Reference:
1. interpretation about unicode, ascii
https://nedbatchelder.com/text/unipain.html
2. how to avoid any encoding problem
copy below two sentences at the top of your program
(remove ” before copying them)
“#!/usr/bin/env python”
“# -- coding: utf-8 --”
http://stackoverflow.com/questions/728891/correct-way-to-define-python-source-code-encoding
Problem 1: UnicodeDecodeError
Python 2 tries to be helpful when working with unicode and byte strings. If you try to perform a string operation that combines a unicode string with a byte string, Python 2 will automatically decode the byte string to produce a second unicode string, then will complete the operation with the two unicode strings.
For example, we try to concatenate a unicode “Hello ” with a byte string “world”. The result is a unicode “Hello world”. On our behalf, Python 2 is decoding the byte string “world” using the ASCII codec.

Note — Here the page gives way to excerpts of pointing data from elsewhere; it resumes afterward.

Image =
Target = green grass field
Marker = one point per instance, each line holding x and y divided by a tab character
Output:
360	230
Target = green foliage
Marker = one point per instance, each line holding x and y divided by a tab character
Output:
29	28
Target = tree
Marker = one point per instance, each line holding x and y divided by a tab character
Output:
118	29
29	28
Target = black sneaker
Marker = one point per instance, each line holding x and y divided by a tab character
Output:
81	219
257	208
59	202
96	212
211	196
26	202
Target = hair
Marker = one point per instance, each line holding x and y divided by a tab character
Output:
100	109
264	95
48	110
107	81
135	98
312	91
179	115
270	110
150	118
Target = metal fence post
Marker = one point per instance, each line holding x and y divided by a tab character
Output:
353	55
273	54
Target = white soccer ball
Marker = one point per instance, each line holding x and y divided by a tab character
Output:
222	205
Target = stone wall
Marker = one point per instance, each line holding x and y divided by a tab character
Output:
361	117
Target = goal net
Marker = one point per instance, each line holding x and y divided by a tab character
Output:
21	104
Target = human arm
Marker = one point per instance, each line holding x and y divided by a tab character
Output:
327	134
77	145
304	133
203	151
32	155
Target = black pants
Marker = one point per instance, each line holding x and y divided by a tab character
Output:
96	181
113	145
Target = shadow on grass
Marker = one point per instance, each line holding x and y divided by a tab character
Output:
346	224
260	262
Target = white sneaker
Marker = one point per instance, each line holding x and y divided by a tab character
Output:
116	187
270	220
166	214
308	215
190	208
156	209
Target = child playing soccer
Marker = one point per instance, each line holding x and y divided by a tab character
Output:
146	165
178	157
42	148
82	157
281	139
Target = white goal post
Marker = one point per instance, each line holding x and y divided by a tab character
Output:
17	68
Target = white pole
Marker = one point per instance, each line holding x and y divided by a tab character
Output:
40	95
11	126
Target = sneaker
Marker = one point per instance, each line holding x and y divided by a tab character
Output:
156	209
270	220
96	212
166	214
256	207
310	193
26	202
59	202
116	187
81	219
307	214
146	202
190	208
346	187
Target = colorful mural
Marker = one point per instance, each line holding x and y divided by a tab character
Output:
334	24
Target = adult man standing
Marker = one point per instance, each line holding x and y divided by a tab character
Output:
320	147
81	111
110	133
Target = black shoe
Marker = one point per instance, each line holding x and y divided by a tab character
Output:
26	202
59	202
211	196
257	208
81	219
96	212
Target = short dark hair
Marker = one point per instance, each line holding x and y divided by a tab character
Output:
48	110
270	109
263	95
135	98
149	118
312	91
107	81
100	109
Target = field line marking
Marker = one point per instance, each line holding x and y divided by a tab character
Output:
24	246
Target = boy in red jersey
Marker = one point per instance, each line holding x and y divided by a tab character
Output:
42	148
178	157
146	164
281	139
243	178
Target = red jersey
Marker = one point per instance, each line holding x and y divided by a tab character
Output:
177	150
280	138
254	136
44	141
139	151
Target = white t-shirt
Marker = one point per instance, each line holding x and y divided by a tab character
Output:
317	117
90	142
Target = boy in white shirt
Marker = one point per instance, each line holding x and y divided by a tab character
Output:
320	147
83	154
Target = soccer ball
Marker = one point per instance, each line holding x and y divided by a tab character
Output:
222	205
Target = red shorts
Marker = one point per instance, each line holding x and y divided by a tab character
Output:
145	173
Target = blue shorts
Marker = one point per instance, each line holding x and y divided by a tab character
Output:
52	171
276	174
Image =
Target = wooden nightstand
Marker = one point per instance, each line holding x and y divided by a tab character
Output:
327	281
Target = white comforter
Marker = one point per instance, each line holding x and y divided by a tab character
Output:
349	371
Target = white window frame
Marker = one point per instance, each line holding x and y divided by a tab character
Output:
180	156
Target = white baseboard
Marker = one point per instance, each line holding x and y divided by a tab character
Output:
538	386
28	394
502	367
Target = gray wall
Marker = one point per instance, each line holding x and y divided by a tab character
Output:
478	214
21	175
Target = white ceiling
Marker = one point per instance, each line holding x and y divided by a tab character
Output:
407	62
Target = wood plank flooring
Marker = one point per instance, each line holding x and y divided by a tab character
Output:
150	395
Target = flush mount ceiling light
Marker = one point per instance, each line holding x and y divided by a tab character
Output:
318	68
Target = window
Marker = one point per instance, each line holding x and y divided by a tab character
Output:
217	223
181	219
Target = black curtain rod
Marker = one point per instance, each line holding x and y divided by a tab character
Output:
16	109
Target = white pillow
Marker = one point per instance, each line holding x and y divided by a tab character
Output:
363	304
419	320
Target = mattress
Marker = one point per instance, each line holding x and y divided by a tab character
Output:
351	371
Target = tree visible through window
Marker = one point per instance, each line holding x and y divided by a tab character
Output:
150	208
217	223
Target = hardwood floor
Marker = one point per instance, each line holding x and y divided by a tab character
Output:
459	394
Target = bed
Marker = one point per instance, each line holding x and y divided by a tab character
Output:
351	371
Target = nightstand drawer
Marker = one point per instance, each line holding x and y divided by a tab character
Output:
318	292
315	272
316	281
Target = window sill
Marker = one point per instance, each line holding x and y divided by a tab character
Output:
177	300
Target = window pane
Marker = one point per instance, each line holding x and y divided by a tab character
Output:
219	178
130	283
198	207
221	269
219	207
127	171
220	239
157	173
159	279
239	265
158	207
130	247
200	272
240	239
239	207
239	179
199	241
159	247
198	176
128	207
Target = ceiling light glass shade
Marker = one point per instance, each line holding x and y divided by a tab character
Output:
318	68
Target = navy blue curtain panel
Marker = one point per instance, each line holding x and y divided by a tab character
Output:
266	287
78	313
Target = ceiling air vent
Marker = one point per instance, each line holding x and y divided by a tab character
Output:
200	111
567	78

The encoding used for these implicit decodings is the value of sys.getdefaultencoding().
The implicit encoding is ASCII because it’s the only safe guess: ASCII is so widely accepted, and is a subset of so many encodings, that it’s unlikely to produce false positives.
Of course, these implicit decodings are not immune to decoding errors. If you try to combine a byte string with a unicode string and the byte string can’t be decoded as ASCII, then the operation will raise a UnicodeDecodeError.
This is the source of those painful UnicodeErrors. Your code inadvertently mixes unicode strings and byte strings, and as long as the data is all ASCII, the implicit conversions silently succeed. Once a non-ASCII character finds its way into your program, an implicit decode will fail, causing a UnicodeDecodeError.
And also other several problems (see references)
Pain relief
solution 1:
As we saw with Fact of Life #1, the data coming into and going out of your program must be bytes. But you don’t need to deal with bytes on the inside of your program. The best strategy is to decode incoming bytes as soon as possible, producing unicode. You use unicode throughout your program, and then when outputting data, encode it to bytes as late as possible.
This creates a Unicode sandwich: bytes on the outside, Unicode on the inside.
Keep in mind that sometimes, a library you’re using may do some of these conversions for you. The library may present you with Unicode input, or will accept Unicode for output, and the library will take care of the edge conversion to and from bytes. For example, Django provides Unicode, as does the json module.
Solution 2:
The second rule is, you have to know what kind of data you are dealing with. At any point in your program, you need to know whether you have a byte string or a unicode string. This shouldn’t be a matter of guessing, it should be by design.
In addition, if you have a byte string, you should know what encoding it is if you ever intend to deal with it as text.
When debugging your code, you can’t simply print a value to see what it is. You need to look at the type, and you may need to look at the repr of the value in order to get to the bottom of what data you have.
Conclusion
Unicode sandwich:
keep all text in your program as Unicode, and convert as close to the edges as possible.
Know what your strings are: you should be able to explain which of your strings are Unicode, which are bytes, and for your byte strings, what encoding they use. (sometimes, if you encode with wrong encoder, it causes mojibake)
Test your Unicode support. Use exotic strings throughout your test suites to be sure you’re covering all the cases.